Do you ever think God made girls unattractive around their periods as a warning?
Moved my bed either I'm a whore or every guy I have ever slept with hid condom wrappers under my bed
Because of no shave november, it's no boys december... pay back
Drunk. Just jacked off for the third time in an hour. I love not being Catholic anymore.
I'm not giving my ex her earrings back. If some chick i hated gave me brownies i would still eat them. It's the same thing.
You peed in my camelbak and said it was a reverse catheter. Not cool.
You were a path of destruction, you started with eating half the cake, proceeded by throwing the rest in the sink and dumping water all over it while laughing... then throwing the drunk helmet across the room yelling that you didnt want to wear it... i'd say it was a successful birthday.
theres chocolate ground into my couch, nerds candy all over the floor and cocaine on every surface. great memorial day weekend and yours?
Tonight just try not to threaten to pee on the hot guys buying us drinks....please..
Do you think the firemen will remember me?
Yes. But you were sloppy, sobbing, and puked on two of them. You won't get in their pants.
I'll be honest, this year's Vegas trip will be nothing short of disappointing if there's no repeat of the angry ménage a trios in a closet.
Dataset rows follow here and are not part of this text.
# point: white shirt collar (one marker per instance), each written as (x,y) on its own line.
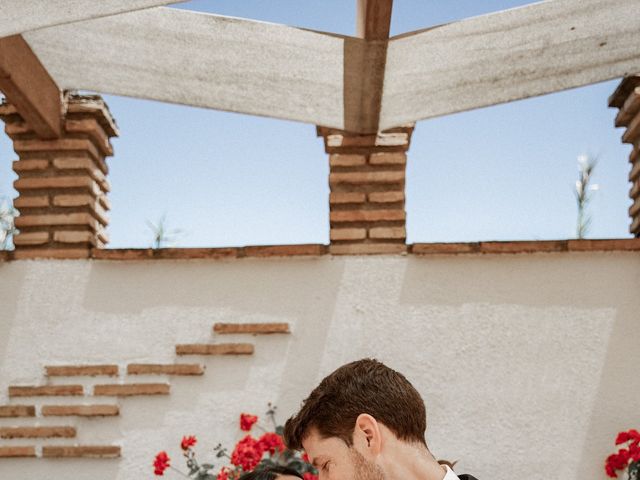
(450,475)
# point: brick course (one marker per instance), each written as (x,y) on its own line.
(367,180)
(62,183)
(627,99)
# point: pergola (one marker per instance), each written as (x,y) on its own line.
(351,87)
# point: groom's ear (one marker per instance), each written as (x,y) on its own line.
(367,435)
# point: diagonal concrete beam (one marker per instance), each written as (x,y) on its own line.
(29,87)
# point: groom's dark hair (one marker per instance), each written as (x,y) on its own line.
(365,386)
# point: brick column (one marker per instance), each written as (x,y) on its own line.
(627,99)
(62,183)
(367,177)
if you go to jail tonight, call call me. i wanna get out of work
You made the lady who made your cheeseburger sign the box so that when she got famous you would have her autograph.
How bad is it that I can say that this isn't the first time a married man, who is in the military, has tried to make me his mistress?
I couldnt face her after that wonderful, terrible blowjob. Made a rope out of towels and climbed out her bathroom window.